EXHIBIT (a)(1)(E)
Offer to Purchase for Cash
Up To 5,000,000 Shares of Beneficial Interest
of
Franklin Universal Trust
at
95% of Net Asset Value Per Share
by
Bulldog Investors General Partnership
THE OFFER AND WITHDRAWAL RIGHTS WILL EXPIRE AT 5:00 P.M., NEW YORK CITY TIME, ON MARCH 21, 2008, UNLESS THE OFFER IS EXTENDED (THE “EXPIRATION DATE”). |
To Our Clients:
Enclosed for your consideration are the Offer to Purchase, dated February 15, 2008 (the “Offer to Purchase”), and the related Letter of Transmittal (which together, as may be supplemented or amended from time to time, constitute the “Offer”), in connection with the offer by Bulldog Investors General Partnership, a New York general partnership (“BIGP”), to purchase up to 5,000,000 of the outstanding shares of beneficial interest, $0.01 par value per share (the “Shares”), of Franklin Universal Trust, a business trust organized in Massachusetts (“FT”), at a price equal to 95% of the net asset value per Share determined as of the close of the regular trading session of the New York Stock Exchange, on the Expiration Date, net to the seller in cash (subject to a $50 processing fee that BIGP will charge for processing each Letter of Transmittal, applicable withholding taxes and any brokerage fees that may apply), without interest thereon.
The purpose of the Offer is for BIGP to acquire a significant equity stake in FT so that BIGP may (1) gain influence over the management of FT and (2) increase its voting power with the objective of enhancing the value of FT’s shares. While BIGP has no definitive plans with respect to FT after the Offer is consummated, if BIGP gains control (either full or partial control) of FT it will consider certain measures including but not limited to replacing the incumbent trustees, terminating the investment advisory agreement with Franklin Advisers, Inc., liquidating or open-ending FT, merging FT into an open-end fund, converting FT to an exchange traded fund, implementing a share buyback program, conducting one or more self-tender offers, issuing put warrants, reviewing FT’s dividend and distribution policy and reviewing FT’s investment policies and objectives. There is no assurance BIGP will pursue any of these measures or, if it does pursue one or more of them, that BIGP will be successful in enhancing the value of FT’s shares. Even if the Offer is successful, there is no assurance that BIGP will obtain control (either full or partial control) of FT.
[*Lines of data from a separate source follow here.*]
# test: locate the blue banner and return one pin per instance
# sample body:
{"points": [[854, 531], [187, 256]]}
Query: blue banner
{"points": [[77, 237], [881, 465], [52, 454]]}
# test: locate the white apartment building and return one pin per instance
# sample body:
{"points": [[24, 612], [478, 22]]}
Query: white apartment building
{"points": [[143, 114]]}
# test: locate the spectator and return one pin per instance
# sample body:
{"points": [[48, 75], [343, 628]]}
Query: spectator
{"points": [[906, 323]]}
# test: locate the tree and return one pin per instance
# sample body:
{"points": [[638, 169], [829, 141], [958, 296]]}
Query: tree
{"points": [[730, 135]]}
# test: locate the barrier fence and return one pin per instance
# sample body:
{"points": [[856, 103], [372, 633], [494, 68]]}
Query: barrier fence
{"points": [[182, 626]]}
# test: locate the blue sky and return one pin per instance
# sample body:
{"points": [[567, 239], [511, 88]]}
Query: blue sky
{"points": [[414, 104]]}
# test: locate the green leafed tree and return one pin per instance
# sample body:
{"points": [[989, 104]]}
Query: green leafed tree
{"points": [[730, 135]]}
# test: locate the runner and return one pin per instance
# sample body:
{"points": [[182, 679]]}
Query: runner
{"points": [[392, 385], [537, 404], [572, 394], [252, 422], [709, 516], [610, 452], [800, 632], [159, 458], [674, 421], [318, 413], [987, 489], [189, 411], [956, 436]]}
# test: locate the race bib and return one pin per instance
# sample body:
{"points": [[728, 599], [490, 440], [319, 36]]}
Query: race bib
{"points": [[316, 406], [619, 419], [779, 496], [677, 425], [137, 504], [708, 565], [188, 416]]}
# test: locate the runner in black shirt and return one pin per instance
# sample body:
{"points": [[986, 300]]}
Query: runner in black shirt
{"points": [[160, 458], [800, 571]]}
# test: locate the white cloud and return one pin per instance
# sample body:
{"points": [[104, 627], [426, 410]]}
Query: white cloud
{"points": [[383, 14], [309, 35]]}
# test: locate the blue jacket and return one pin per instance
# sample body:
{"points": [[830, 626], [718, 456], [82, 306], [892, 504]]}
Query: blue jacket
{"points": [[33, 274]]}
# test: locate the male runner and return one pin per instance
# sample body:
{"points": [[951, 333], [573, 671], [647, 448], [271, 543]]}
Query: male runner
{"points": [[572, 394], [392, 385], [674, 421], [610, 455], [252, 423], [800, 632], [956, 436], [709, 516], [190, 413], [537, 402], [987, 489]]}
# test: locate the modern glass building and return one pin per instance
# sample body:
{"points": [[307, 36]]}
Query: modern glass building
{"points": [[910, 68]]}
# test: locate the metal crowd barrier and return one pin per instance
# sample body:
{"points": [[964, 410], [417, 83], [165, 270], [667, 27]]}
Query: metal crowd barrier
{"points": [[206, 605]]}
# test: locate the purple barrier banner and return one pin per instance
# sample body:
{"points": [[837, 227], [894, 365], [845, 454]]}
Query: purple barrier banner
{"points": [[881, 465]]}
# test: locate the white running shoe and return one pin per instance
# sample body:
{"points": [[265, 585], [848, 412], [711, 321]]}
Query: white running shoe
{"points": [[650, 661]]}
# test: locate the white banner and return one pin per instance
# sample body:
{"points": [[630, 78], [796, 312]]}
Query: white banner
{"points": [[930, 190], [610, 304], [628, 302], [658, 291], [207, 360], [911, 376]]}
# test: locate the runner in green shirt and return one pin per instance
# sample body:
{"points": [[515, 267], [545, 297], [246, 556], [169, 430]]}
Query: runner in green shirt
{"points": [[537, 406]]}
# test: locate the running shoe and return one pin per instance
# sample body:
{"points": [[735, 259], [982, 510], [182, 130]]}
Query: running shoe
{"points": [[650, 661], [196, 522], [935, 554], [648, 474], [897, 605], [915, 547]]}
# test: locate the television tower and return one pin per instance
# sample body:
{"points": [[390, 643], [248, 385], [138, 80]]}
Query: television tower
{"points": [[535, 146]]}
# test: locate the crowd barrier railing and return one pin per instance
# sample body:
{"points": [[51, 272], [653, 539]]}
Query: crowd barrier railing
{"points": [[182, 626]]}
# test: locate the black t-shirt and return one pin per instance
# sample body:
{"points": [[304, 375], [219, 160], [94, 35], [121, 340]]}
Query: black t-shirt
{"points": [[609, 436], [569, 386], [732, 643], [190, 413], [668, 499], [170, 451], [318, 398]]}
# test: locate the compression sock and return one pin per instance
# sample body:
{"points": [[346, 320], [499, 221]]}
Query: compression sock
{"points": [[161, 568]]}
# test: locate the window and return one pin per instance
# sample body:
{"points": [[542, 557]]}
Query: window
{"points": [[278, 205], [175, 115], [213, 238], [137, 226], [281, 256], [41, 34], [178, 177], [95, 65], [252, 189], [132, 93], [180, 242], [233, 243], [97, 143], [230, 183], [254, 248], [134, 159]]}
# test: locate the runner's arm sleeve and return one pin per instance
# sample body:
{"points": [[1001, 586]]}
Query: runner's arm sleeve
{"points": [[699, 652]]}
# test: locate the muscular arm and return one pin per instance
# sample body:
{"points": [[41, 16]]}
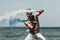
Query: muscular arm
{"points": [[39, 12]]}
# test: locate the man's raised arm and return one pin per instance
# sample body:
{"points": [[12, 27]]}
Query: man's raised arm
{"points": [[39, 12]]}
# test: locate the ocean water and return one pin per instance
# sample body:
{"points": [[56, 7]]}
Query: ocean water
{"points": [[20, 33]]}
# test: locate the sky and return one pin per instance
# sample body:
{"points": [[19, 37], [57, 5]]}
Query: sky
{"points": [[50, 17]]}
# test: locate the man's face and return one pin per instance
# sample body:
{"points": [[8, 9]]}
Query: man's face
{"points": [[29, 14]]}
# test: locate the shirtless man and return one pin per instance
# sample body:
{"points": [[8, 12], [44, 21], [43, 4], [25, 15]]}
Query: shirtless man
{"points": [[33, 25]]}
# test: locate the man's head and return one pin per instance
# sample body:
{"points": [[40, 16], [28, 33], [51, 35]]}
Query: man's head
{"points": [[29, 12]]}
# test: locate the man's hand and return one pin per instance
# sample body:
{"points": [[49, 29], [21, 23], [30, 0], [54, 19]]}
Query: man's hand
{"points": [[39, 12]]}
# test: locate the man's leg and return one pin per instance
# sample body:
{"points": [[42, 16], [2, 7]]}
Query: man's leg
{"points": [[40, 36], [29, 37]]}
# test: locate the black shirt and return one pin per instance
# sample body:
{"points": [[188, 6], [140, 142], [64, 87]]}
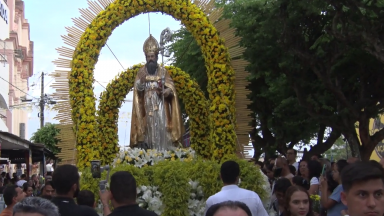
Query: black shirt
{"points": [[68, 207], [131, 210]]}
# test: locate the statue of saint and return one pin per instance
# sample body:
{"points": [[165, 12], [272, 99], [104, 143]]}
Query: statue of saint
{"points": [[155, 124]]}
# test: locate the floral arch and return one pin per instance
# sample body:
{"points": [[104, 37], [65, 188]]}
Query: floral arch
{"points": [[221, 120]]}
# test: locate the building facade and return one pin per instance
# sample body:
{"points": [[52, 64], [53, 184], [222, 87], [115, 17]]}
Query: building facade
{"points": [[16, 66]]}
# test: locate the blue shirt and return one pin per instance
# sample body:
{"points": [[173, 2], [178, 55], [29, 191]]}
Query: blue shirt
{"points": [[336, 196]]}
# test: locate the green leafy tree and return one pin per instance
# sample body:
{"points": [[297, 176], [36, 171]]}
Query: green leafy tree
{"points": [[278, 120], [340, 150], [336, 79], [47, 136]]}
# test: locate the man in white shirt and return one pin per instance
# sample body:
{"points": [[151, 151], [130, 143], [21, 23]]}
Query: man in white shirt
{"points": [[230, 173], [22, 180], [49, 166], [291, 158]]}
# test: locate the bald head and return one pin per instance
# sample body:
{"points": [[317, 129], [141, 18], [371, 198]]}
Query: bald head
{"points": [[281, 161], [382, 162], [353, 160]]}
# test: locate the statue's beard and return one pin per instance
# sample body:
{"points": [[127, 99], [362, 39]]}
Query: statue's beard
{"points": [[151, 67]]}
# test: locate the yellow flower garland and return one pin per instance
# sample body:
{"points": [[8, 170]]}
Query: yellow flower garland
{"points": [[111, 100], [220, 74]]}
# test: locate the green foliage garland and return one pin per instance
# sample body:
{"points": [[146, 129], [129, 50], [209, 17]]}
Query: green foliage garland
{"points": [[172, 179], [112, 98], [217, 61]]}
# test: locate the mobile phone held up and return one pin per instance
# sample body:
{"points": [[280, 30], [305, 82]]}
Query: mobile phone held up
{"points": [[324, 169]]}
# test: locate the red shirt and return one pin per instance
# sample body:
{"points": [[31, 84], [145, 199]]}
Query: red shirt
{"points": [[7, 212]]}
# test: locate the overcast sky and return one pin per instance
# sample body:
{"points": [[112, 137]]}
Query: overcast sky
{"points": [[48, 20]]}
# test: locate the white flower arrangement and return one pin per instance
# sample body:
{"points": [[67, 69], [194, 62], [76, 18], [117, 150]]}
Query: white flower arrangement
{"points": [[150, 198], [139, 157]]}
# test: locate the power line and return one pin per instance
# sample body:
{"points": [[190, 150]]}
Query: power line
{"points": [[17, 87], [115, 57], [48, 83]]}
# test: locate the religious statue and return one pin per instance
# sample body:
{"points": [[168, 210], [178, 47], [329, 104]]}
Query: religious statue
{"points": [[156, 118]]}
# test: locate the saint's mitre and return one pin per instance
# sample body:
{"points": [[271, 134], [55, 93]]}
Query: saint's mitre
{"points": [[151, 45]]}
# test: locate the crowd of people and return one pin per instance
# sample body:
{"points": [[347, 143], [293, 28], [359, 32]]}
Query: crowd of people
{"points": [[344, 188], [340, 188]]}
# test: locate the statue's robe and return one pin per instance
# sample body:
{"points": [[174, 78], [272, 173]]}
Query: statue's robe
{"points": [[147, 123]]}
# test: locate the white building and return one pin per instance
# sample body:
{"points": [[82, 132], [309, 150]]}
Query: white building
{"points": [[16, 66]]}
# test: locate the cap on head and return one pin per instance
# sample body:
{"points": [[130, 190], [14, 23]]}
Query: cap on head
{"points": [[151, 45]]}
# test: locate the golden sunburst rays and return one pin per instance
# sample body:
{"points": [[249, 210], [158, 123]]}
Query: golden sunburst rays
{"points": [[63, 63]]}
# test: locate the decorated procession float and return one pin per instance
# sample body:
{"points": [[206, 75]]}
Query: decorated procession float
{"points": [[171, 180]]}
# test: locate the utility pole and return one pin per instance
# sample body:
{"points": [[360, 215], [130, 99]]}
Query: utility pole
{"points": [[42, 101]]}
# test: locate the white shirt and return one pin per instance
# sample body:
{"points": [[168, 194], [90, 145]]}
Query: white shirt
{"points": [[296, 165], [314, 181], [20, 183], [49, 167], [234, 193]]}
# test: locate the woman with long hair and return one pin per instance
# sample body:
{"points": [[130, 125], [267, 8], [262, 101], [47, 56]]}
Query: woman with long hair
{"points": [[297, 202], [27, 189], [303, 169]]}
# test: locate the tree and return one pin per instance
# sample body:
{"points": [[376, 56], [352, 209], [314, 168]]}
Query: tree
{"points": [[337, 81], [47, 136], [340, 150], [279, 122]]}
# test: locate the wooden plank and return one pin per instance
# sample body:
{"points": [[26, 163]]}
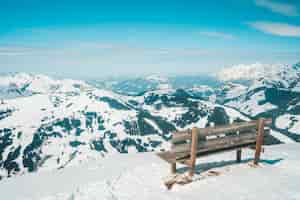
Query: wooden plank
{"points": [[194, 147], [203, 132], [173, 168], [168, 156], [259, 140], [181, 136], [214, 142], [239, 155], [209, 149]]}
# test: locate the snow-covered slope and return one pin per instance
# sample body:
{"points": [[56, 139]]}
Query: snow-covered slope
{"points": [[141, 177], [248, 72], [274, 93]]}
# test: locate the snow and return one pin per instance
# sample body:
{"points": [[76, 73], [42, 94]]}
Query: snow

We are the holder of record of Shares for your account. A tender of such Shares can be made only by us as the holder of record and pursuant to your instructions. The Letter of Transmittal is furnished to you for your information only and cannot be used by you to tender Shares held by us for your account.
We request instructions as to whether you wish us to tender any or all of the Shares held by us for your account, upon the terms and subject to the conditions set forth in the Offer to Purchase and the Letter of Transmittal.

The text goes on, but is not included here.